Upgrading the hardware would've increased costs considerably, GD-ROMs were meant to be a lot cheaper than the still very new DVD technology. Tech that did get cheaper by the time the PS2 hit the market nearly two years later, but Sega wanted to be early.
They always say the early bird gets the worm, but the early worm gets eatened. And sometimes you the worm.
Sometimes come the mother. Sometimes come the wolf.
You're missing that Sony co-owned the CD and DVD formats. They did not pay licensing. That's a big part of how the PS1 stomped all competition: they could afford to publish damn near anything, for a couple cents per disc.

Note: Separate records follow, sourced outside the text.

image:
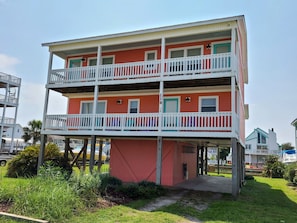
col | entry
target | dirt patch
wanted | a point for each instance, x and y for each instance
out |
(195, 199)
(171, 197)
(5, 206)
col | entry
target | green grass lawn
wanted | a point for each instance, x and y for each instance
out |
(261, 200)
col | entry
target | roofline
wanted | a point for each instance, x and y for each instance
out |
(294, 122)
(151, 30)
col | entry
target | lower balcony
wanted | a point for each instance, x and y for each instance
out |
(197, 124)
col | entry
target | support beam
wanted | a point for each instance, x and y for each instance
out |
(218, 159)
(206, 163)
(92, 155)
(100, 154)
(235, 167)
(67, 148)
(85, 146)
(202, 160)
(159, 160)
(43, 139)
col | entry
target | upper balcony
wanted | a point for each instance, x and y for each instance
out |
(187, 68)
(182, 124)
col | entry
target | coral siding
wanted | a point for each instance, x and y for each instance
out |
(134, 55)
(150, 103)
(135, 160)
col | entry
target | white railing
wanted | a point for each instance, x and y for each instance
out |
(199, 64)
(7, 121)
(196, 121)
(145, 69)
(9, 78)
(9, 99)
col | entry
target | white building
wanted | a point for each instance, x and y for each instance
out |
(259, 145)
(17, 134)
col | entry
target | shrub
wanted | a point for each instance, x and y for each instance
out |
(25, 163)
(290, 172)
(273, 168)
(86, 186)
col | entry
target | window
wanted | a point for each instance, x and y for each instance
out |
(74, 63)
(87, 107)
(187, 52)
(189, 65)
(107, 60)
(133, 106)
(150, 56)
(261, 138)
(208, 104)
(107, 71)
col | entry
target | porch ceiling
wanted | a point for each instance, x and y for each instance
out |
(147, 86)
(153, 42)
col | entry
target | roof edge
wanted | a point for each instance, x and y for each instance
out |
(150, 30)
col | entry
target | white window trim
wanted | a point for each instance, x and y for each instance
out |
(185, 48)
(150, 66)
(129, 103)
(91, 58)
(150, 51)
(208, 97)
(108, 56)
(218, 42)
(173, 97)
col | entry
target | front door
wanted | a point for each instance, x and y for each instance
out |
(87, 108)
(170, 106)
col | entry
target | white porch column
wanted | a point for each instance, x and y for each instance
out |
(43, 138)
(96, 89)
(15, 117)
(233, 42)
(161, 88)
(235, 166)
(98, 62)
(96, 92)
(233, 98)
(159, 160)
(92, 155)
(45, 107)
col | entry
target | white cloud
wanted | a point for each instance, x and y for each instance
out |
(8, 63)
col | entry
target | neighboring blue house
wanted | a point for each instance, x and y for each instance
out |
(259, 145)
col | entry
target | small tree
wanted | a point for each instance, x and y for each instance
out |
(290, 173)
(273, 167)
(287, 146)
(33, 131)
(25, 163)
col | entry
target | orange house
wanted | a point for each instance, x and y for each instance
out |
(162, 96)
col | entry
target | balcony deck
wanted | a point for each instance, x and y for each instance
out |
(178, 69)
(186, 124)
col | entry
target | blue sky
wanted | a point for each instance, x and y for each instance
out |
(271, 28)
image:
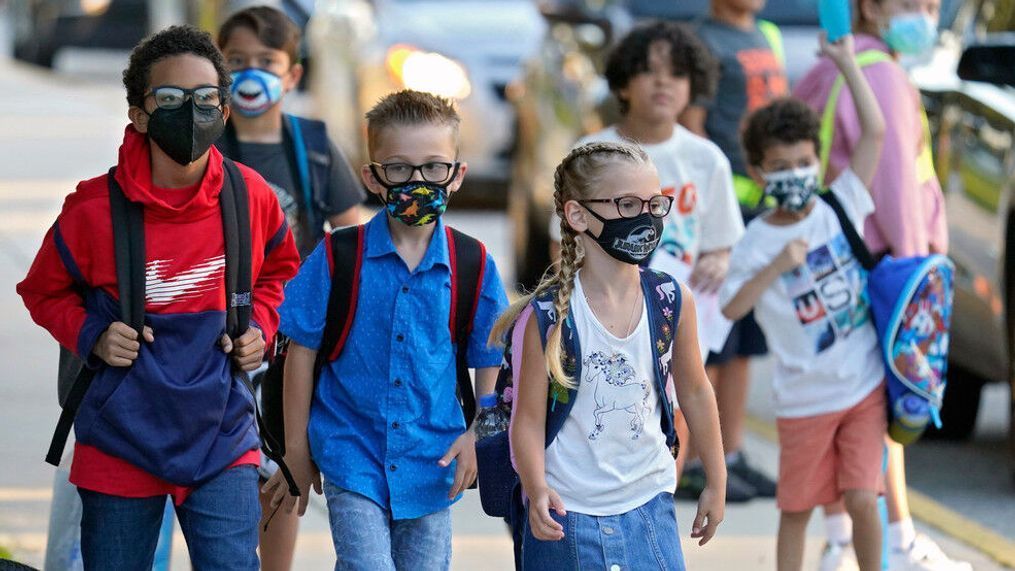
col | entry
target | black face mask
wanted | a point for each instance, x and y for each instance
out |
(628, 239)
(186, 133)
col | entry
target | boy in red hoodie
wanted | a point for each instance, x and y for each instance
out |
(164, 414)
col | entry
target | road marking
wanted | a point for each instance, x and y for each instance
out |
(952, 523)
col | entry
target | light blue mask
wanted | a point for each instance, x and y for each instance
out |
(910, 33)
(255, 91)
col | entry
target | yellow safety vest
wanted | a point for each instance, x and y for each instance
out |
(925, 161)
(749, 194)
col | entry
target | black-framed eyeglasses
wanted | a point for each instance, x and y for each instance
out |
(631, 206)
(172, 97)
(398, 172)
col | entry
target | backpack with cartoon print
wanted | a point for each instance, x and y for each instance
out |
(499, 489)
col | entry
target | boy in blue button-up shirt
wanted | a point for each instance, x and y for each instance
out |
(384, 425)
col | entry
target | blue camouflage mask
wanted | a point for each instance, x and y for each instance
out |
(255, 91)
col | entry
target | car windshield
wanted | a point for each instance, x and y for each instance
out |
(792, 12)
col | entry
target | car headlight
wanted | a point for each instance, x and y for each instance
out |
(427, 71)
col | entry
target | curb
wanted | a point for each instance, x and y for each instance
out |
(949, 521)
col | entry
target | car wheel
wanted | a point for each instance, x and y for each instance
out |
(961, 405)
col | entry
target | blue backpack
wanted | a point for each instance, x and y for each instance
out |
(911, 304)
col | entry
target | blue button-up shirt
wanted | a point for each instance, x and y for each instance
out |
(385, 412)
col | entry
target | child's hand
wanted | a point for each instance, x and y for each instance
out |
(839, 52)
(464, 449)
(248, 351)
(305, 472)
(793, 256)
(118, 345)
(709, 271)
(712, 508)
(542, 525)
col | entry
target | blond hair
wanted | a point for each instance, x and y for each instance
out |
(576, 179)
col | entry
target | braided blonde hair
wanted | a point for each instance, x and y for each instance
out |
(574, 179)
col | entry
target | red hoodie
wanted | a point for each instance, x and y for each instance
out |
(185, 275)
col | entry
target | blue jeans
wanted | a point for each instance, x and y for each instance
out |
(366, 539)
(218, 520)
(645, 538)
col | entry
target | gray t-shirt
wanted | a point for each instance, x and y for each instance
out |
(749, 77)
(343, 190)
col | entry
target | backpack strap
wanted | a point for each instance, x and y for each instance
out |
(857, 244)
(128, 247)
(345, 248)
(468, 266)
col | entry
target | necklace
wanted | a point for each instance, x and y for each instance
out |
(634, 311)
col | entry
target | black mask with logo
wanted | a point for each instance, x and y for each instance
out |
(628, 239)
(186, 133)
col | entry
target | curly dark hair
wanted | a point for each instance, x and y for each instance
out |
(174, 41)
(689, 56)
(785, 121)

Stop Bernie Stolar from being appointed as the head. He was the reason a lot of Dreamcast games were not localized
Why?
Some people believe the Sega Dreamcast was a superior console but that it failed to appeal to the mass market because the Playstation and the xBox also had the ability to play DVDs.
At the time DVD players were very popular and a standalone unit could cost in the ballpark of £100, so the ability to get a 2in1 unit that played games and DVDs was very attractive.

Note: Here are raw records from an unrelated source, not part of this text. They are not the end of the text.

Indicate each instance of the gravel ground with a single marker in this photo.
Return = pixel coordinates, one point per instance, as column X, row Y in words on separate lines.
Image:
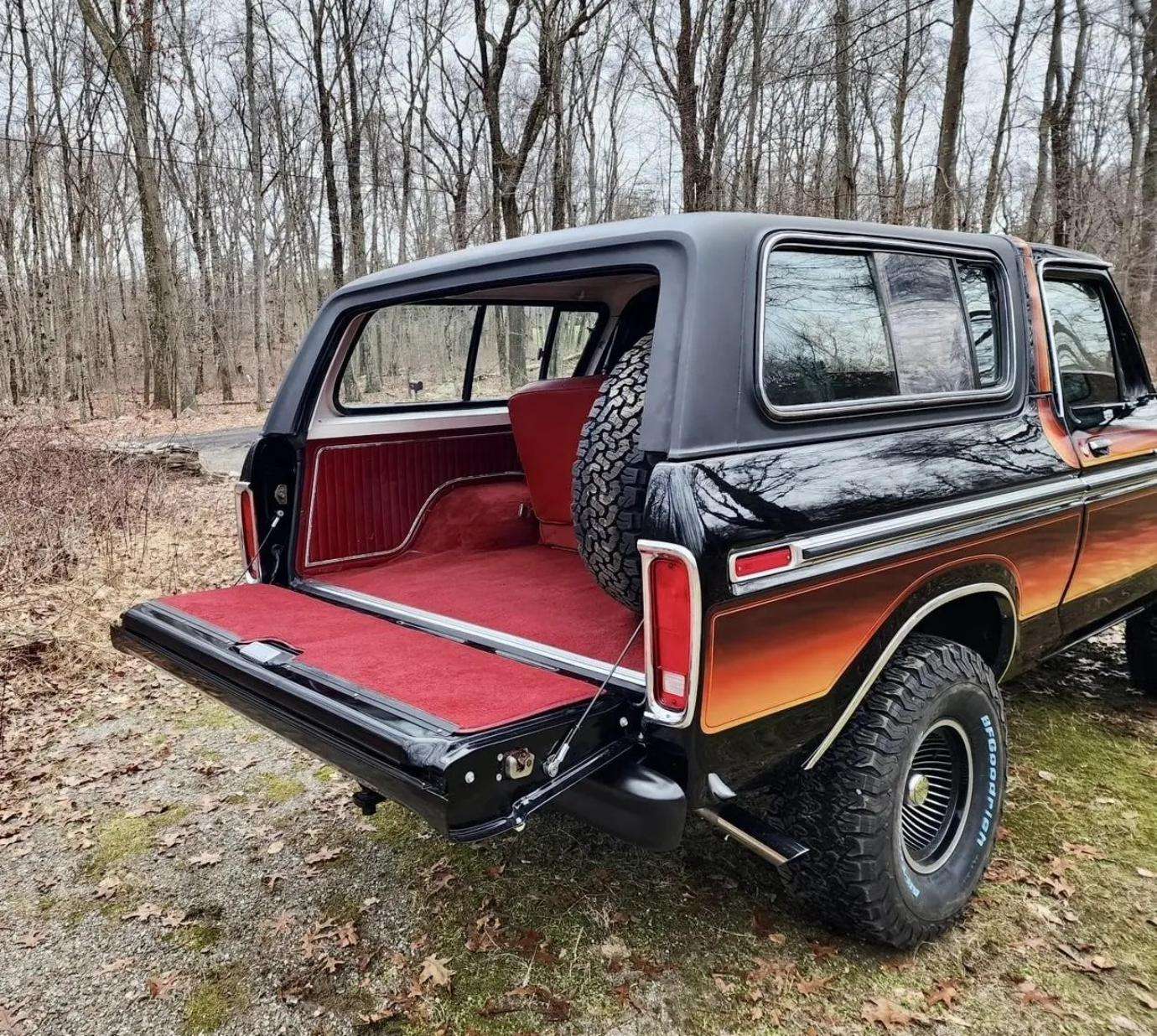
column 168, row 868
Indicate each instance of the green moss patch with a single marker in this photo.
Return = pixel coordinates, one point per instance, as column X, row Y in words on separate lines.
column 277, row 788
column 214, row 1002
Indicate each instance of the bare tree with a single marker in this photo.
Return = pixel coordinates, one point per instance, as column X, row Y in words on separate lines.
column 944, row 191
column 174, row 386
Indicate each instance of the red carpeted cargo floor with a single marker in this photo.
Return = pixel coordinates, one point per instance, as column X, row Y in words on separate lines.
column 542, row 593
column 465, row 687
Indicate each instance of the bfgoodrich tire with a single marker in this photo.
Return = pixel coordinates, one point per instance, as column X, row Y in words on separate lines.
column 900, row 814
column 1141, row 650
column 610, row 480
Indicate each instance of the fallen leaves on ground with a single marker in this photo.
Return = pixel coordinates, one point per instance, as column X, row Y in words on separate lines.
column 164, row 985
column 944, row 992
column 146, row 911
column 891, row 1015
column 434, row 971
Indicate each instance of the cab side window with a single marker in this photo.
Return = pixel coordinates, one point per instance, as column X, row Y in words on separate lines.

If Dreamcast should have had a niche it should have been using the VMU as a portable MP3 player and giving the Dreamcast the ability to rip music.

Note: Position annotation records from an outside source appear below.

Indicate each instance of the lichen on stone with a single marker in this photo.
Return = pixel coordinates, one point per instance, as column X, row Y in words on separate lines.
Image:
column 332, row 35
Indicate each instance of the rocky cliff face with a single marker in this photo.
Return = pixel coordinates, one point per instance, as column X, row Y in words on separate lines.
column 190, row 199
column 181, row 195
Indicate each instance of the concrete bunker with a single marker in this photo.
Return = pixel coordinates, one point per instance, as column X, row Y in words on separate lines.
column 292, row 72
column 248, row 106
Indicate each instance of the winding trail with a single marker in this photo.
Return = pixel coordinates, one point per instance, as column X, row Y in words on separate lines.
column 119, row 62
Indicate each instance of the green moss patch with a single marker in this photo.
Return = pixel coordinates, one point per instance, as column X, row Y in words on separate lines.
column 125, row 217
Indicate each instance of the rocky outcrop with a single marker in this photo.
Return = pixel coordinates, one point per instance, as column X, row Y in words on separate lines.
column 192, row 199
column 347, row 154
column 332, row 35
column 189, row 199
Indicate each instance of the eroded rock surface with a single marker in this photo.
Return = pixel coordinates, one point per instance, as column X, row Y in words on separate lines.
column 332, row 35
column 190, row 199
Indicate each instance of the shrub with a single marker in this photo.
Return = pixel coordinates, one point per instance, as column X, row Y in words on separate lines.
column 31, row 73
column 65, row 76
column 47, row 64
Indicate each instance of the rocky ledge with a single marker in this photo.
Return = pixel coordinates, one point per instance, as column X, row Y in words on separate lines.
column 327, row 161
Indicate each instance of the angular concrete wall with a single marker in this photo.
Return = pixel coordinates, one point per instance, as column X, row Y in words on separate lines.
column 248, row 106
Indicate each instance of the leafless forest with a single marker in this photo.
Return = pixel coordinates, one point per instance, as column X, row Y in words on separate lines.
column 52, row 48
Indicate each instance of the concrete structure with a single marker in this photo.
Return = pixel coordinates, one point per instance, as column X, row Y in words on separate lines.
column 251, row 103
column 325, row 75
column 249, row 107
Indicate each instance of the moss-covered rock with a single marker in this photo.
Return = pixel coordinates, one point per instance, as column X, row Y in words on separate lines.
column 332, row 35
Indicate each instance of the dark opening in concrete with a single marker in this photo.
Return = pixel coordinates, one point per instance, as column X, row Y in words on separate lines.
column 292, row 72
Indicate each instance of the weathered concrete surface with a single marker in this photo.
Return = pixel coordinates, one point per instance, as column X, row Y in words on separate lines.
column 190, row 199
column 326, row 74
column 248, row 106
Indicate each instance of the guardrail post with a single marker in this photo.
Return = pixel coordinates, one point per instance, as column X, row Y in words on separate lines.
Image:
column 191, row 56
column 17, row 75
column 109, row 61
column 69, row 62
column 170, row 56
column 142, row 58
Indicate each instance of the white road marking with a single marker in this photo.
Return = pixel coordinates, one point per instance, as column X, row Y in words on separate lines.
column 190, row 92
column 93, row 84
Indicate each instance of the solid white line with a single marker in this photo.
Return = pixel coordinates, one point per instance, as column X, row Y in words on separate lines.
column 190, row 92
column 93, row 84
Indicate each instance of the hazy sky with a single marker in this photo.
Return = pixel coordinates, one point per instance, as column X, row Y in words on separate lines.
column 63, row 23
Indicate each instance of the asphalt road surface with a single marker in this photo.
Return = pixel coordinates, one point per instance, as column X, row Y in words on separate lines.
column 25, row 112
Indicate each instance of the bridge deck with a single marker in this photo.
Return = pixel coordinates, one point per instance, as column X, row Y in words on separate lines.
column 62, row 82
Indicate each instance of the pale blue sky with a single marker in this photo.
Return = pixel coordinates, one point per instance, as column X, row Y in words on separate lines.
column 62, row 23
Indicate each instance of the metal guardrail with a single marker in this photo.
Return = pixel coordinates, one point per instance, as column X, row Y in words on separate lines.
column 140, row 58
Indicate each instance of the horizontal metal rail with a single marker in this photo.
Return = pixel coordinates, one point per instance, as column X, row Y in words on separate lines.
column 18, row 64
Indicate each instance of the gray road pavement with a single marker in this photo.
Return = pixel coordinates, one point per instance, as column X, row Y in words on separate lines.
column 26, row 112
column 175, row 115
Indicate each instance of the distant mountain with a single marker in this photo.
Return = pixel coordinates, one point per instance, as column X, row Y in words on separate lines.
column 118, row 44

You're grossly overestimating what mobile tech was capable of in 1998. The dreamcast had enough power to play an mp3 but the VMU definitely did not. On top of that, the VMU only has enough storage space for a little over 6 seconds of music at 128kbps. Even if the Dreamcast could (very very slowly) rip CDs to MP3 , you still had no where to save the data.
No shit the VMU as it was isn't capable of MP3 capabilities. Not sure how crazy tech advanced you think mp3 players were in the beginning, the simplest mp3 players didn't even have a screen, they were plug n play with direct drop file library- no software required and ran on a single AA battery. Also not sure why you think the disc reader wasn't fast enough. Most people were happy to spend 2-3 hours ripping and burning a music disc. I think you're comparing it to modern day expectations.
The Dreamcast came out in time where people were happy with any tech that was dual purpose and any that was cable of multiple functions received huge attention.
Here's Sega's VMU Mp3 player prototype: not saying this specific one would have been the one, just saying it's capable.
https://www.thedreamcastjunkyard.co.uk/2016/10/a-closer-look-at-dreamcast-mp3-player.html?m=1
If the Dreamcast didn't get discontinued in early 2001 then sure, it's possible they could have released an mp3 player vmu. We don't even know if the TGS prototype was a functional unit or just conceptual mockup. Either way, it would still be a case of too little too late.
When I said it would rip CDs very slowly I was referring to the processing speed, not the drive speed. Comparable processors of the time would encode at about 0.6-0.8x speed depending on the encoder used and I doubt the average consumer would want to spend 2 hours to encode a single CD worth of music on their dreamcast.
Sega was broke and developers hated them. Hardware was zero percent of their problem.
... okay, dead easy piracy thanks to karaoke CDs probably didn't help.
But the Dreamcast crammed a ton of high-energy games into a very short lifespan, mostly from Sega themselves, because they'd burned out all goodwill throughout the 90s. They just barely survived the Playstation eating everyone's lunch. They knew it wouldn't happen twice.
If there is anything I’ve learned from the grand history of the console wars, it’s that they play by highlander rules ** there can only be one!** or more precisely there can only be two plus Nintendo who is a separate entity and irrelevant to console discussions. Xbox and Steam Deck is about to fight to the death just like Sony killed Sega.